Eur J Pediatr Surg
DOI: 10.1055/s-0038-1632392
Original Article
Georg Thieme Verlag KG Stuttgart · New York

Role of Routine Dilatations after Anorectal Reconstruction—Comparison of Two Tertiary Centers

Dhanya Mullassery
Department of Paediatric Surgery, Great Ormond Street Hospital, London, United Kingdom
,
Sumita Chhabra
Department of Paediatric Surgery, Alder Hey Children's NHS Foundation Trust, Liverpool, United Kingdom
,
Ashik Muhamed Babu
Department of Paediatric Surgery, Alder Hey Children's NHS Foundation Trust, Liverpool, United Kingdom
,
Roberta Iacona
Department of Paediatric Surgery, Great Ormond Street Hospital For Children NHS Trust, London, United Kingdom
,
Simon Blackburn
Department of Paediatric Surgery, Great Ormond Street Hospital For Children NHS Trust, London, United Kingdom
,
Kate M. Cross
Department of Surgery, Great Ormond Street Hospital for Children, London, United Kingdom
,
Paolo Decoppi
Department of Paediatric Surgery, Great Ormond Street Hospital For Children NHS Trust, London, United Kingdom
,
Colin Tennant Baillie
Department of Paediatric Surgery, Alder Hey Children's NHS Foundation Trust, Liverpool, United Kingdom
,
Simon Kenny
Department of Paediatric Surgery, Alder Hey Children's NHS Foundation Trust, Liverpool, United Kingdom
,
Joe I. Curry
Department of Surgery, Great Ormond Street Hospital for Children, London, United Kingdom
› Author Affiliations
Further Information

Publication History

17 September 2017

16 January 2018

Publication Date:
28 February 2018 (eFirst)

Abstract

Aim Regular anal dilatations are commonly recommended in the postoperative management following posterior sagittal anorectoplasty (PSARP) in anorectal malformations (ARM). We hypothesized that routine postoperative dilatations may not affect surgical outcomes following PSARP. We compare surgical outcomes of routine postoperative dilatations versus no routine postoperative dilatations from two United Kingdom tertiary pediatric surgical centers.

Methods This is retrospective records review of patients undergoing definitive surgery for ARM in two tertiary surgical centers in the UK over 5 years. Center A used a protocol of routine postoperative dilatations, and center B used a protocol, which used dilatations only for clinical indications of stricture. Data collected included ARM type, operative procedures, and postoperative interventions. All post-operative interventions under general anesthesia (GA) were compared between groups.

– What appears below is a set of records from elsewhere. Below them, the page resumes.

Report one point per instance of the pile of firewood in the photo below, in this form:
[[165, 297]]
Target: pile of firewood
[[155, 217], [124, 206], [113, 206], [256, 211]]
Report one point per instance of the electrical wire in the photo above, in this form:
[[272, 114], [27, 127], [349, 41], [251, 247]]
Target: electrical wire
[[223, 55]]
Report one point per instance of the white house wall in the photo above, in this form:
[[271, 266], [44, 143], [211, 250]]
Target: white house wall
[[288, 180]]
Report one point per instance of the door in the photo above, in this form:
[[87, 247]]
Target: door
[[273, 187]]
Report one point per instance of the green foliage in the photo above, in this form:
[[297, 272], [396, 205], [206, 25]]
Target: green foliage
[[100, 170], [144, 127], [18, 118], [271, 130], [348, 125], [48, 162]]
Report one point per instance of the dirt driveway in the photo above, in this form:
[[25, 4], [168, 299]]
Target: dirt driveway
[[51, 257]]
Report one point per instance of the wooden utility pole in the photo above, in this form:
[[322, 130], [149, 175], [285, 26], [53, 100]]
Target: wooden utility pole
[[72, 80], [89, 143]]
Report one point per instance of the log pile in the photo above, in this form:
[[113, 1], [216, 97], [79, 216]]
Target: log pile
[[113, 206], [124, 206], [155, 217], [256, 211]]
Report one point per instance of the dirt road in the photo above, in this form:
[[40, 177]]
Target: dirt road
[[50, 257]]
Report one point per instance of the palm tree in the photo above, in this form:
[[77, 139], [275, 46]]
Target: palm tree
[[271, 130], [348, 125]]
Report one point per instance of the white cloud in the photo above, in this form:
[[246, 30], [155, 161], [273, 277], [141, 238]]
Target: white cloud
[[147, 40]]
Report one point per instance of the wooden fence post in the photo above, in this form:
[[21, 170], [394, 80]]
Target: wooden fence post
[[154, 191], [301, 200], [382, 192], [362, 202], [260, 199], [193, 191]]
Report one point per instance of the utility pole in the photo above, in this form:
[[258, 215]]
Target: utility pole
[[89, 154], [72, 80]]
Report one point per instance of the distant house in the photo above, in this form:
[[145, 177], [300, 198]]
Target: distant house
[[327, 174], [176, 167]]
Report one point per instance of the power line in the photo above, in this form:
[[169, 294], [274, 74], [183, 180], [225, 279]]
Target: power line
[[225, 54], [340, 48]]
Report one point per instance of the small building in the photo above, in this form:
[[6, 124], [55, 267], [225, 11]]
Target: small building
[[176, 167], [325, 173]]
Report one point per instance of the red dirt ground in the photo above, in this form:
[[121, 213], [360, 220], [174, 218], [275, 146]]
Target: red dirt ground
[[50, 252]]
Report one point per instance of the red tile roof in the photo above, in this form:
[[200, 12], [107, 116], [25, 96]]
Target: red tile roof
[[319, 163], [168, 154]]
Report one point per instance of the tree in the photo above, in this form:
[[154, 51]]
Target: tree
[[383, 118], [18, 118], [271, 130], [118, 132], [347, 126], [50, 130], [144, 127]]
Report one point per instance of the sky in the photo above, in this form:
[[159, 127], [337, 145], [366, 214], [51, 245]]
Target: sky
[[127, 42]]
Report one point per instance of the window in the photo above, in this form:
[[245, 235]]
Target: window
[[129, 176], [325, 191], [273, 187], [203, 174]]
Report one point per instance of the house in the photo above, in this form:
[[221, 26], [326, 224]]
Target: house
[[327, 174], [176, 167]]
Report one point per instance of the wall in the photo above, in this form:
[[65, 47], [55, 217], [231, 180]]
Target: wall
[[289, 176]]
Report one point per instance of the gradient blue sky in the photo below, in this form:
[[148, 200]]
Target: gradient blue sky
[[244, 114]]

Results From 2011 to 2015, 49 procedures (46 PSARPs) were performed in center A and 54 (52 PSARPs) in center B. Median follow up period was 31 months (interquartile range [IQR] 18–48). The first postoperative anal calibration under GA was documented for 43 (86%) patients in center A and for 42 (78%) patients in center B. Following this, center A followed routine postoperative dilatation (RPD) at home, and center B reserved further dilatations for specific indications. RPD was performed for 100% of patients in center A versus 8% in center B. Further anal dilatations under GA were performed in 19 (38%) children in center A and in 17 (34%) children in center B (p = 0.68). In center A, 10 patients (22%) needed further surgery versus 14 (28%) in center B (p = 0.48).

Conclusion The use of routine postoperative dilatations does not significantly improve surgical outcomes following PSARP in ARM.